We'll use a formula similar to the binomial formula itself, $(n+p)^k=\sum_j\binom kjn^{k-j}p^j$:

$$\binom{n+p}{k}=\sum_j\binom n{k-j}\binom pj$$ $$=\binom nk+\binom n{k-1}p+\binom n{k-2}\binom p2+\binom n{k-3}\binom p3+\cdots \\ +\binom n3\binom p{k-3}+\binom n2\binom p{k-2}+n\binom p{k-1}+\binom pk$$

For $p$ to be a period of the sequence, we need $\binom{n+p}k$ to be congruent to $\binom nk$ for all $n$. Set $n=0$ to eliminate most of the terms in the above expansion, and find that $\binom pk$ must be congruent to $0$ (i.e. must be a multiple of $m$).

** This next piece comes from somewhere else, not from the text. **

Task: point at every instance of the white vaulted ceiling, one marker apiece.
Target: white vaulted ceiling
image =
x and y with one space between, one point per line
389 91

Then set $n=1$ to eliminate a different set of terms, and find that $\binom p{k-1}$ must be congruent to $0$. Proceed in this way, up to $n=k-1$, and find that $p$ must be congruent to $0$. So these congruences are both necessary and sufficient for $p$ to be a period of $\binom nk$:

$$p\equiv\binom p2\equiv\binom p3\equiv\cdots\equiv\binom p{k-1}\equiv\binom pk\equiv 0$$

Note that $p=k!m$ is one valid period. And it's clear from these congruences that a period of $\binom n{k+1}$ is also a period of $\binom nk$.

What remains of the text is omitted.